Code-Level vs Architecture-Level Async

Code-level async (async/await in Python/Dart): Makes a single application responsive by not blocking on I/O operations. Flutter UI stays smooth while fetching data.

Architecture-level async (message queues): Decouples entirely separate systems across distributed infrastructure. Web servers and workers don’t even know about each other.

Both use “asynchronous” concepts, but at different scales.

6. Logging, Metrics, and Automation

What gets measured gets improved.

Logging

Centralized logging (ELK Stack, Splunk, Datadog) aggregates logs from all servers into one searchable interface. When something breaks, quickly search across all servers for root cause.

Metrics

Three categories:

Host-level: CPU, memory, disk I/O per server
Aggregated-level: Database tier performance, cache hit rates
Business metrics: Daily active users, retention, revenue

Automation

[Example] CI/CD automates: Code pushed → Tests run → Deploy to all servers if tests pass. Eliminates error-prone manual deployments.

7. Database Sharding vs Replication

One-liner summary: Replication distributes operations. Sharding distributes data.

Replication: Copies the same data to multiple servers. Improves read performance and redundancy, but doesn’t help when data becomes too large.
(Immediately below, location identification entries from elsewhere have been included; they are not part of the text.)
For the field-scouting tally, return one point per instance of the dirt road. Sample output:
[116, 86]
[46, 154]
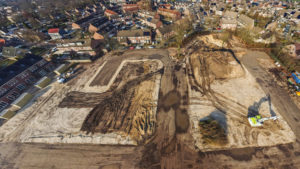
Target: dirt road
[171, 147]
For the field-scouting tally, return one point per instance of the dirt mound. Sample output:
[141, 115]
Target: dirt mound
[212, 132]
[77, 99]
[221, 65]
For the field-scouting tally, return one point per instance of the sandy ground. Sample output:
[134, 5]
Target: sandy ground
[45, 122]
[231, 90]
[244, 91]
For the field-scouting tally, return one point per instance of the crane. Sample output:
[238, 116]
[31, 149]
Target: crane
[255, 118]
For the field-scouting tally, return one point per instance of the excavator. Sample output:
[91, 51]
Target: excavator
[255, 118]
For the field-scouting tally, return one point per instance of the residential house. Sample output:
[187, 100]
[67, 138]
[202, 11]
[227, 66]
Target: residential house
[110, 14]
[139, 36]
[130, 8]
[245, 22]
[16, 78]
[149, 19]
[55, 33]
[105, 31]
[98, 24]
[293, 50]
[174, 14]
[12, 52]
[83, 23]
[229, 20]
[81, 47]
[164, 32]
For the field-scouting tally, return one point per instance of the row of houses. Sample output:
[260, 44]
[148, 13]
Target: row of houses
[19, 76]
[232, 20]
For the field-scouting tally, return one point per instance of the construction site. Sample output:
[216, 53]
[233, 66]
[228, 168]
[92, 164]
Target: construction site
[160, 111]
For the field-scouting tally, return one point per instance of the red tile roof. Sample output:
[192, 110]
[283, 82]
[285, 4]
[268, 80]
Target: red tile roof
[2, 42]
[53, 30]
[110, 12]
[169, 11]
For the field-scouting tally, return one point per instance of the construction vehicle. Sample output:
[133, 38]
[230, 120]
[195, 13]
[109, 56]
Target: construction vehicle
[255, 118]
[64, 77]
[294, 82]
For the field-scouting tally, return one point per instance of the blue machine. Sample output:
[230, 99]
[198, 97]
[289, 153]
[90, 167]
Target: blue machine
[296, 77]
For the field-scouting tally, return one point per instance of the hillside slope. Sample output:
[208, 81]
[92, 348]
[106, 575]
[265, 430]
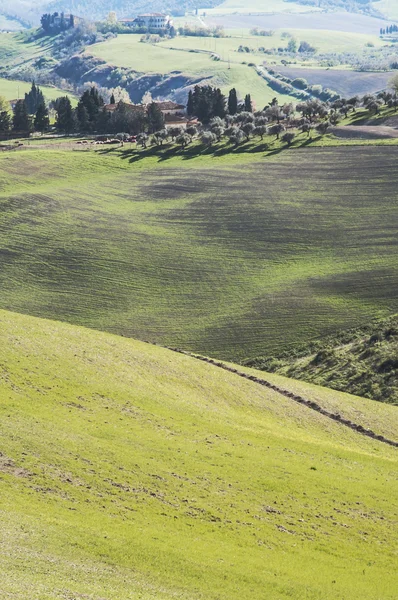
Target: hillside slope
[234, 256]
[129, 471]
[363, 361]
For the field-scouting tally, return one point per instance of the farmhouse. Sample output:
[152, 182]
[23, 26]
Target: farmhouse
[136, 108]
[173, 113]
[153, 21]
[169, 108]
[69, 20]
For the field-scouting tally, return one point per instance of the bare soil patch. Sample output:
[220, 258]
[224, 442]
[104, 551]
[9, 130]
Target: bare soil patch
[334, 21]
[343, 81]
[365, 132]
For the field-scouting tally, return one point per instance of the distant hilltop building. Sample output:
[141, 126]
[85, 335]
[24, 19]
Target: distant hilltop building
[151, 21]
[56, 22]
[174, 114]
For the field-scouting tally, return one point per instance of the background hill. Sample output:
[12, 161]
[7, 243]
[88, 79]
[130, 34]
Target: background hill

Sharding: Splits different data across servers. Each shard holds a unique subset of data. Solves the problem when the database is too large for one server.

Use both together: Shard your data based on user_id, then replicate each shard with a master-slave setup. Shard 0 has its own master + slaves, Shard 1 has its own, etc.

Final Diagram In The Book After Chapter 1 Applied

Day 2: Caching, CDNs, and Why JWT Tokens Aren't Perfectly Safe

Image Credit: Book System Design Interview by Alex Xu

Next Steps

Chapter 1 complete!

I’ll read all the references provided tomorrow, or better, I’ll cut short and move on to developing the first version of my application, HunkIt, tomorrow itself.

I’ll go through references as and when needed.